As soon as I began thinking of this beer as something other than a porter it became a much more interesting and enjoyable beer – appearance aside, this is similar to a classical English-style brown ale. Subtle roast malt character, fruity yeast esters, and a soft but balancing hop bitterness and flavour to fill things out. The other thing that is fun about this beer is how it changes as it warms; cold it is almost clean, but as it warms the esters come to the front and make themselves known.
The aftertaste of this beer is an interesting mix of roast flavours and sweet esters. The roast flavours fade faster, leaving a lingering sweetness that teases you until the next sip.
Mouthfeel: The mouthfeel of this beer is the only thing that is as expected – medium bodied, with a smooth creaminess imparted by the oats.
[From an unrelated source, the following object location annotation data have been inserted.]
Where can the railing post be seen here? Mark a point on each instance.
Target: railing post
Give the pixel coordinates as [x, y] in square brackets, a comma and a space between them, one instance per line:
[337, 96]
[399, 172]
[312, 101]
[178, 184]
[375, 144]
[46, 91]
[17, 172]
Overall: This is not the beer I was expecting to brew, but I am not disappointed. As a fan of the English styles I find the balance between the malt character, roast notes and yeast esters to be pleasing. The brett did impart a bit more ester character than would be normal, but it works well in this beer. This recipe needs some work, but rather than being a tosser, its just in need of some tweaking.
What would I do different?
While this made a good beer, I am disappointed at the relatively mild brett and roast character imparted by the yeast. I was hoping the fruity notes would come out more, giving a beer with up-front chocolate roast notes (from the malt) and fruit notes (from the brett). While the fruit notes are there, they are not exceptional and could be mistaken as nothing more than a fruit English yeast. There is a simple solution here – pitch less yeast and let the beer ferment a few degrees warmer. And now that I have a few more brett strains – including some that have flavour profiles that may work better with dark malts (cherries from wyeasts B. lambicus, as well as B. trois and B. claussenii), I can perhaps find a yeast with a more appropriate flavour profile.
I was presently surprised that I didn’t develop some of the phenol characters I was worried about, but this did come at the cost of making a pitch-black beer that tastes like a brown. To achieve a stronger roast character, in the future I would consider using a dehusked:husked dark malt ratio closer to 1:1, instead of the 3:1 used in this recipe. Alternatively, I could double the blackprinz (relative to the amount of chocolate malt that would normally take its place), although I’m uncertain of the flavour profile that would create.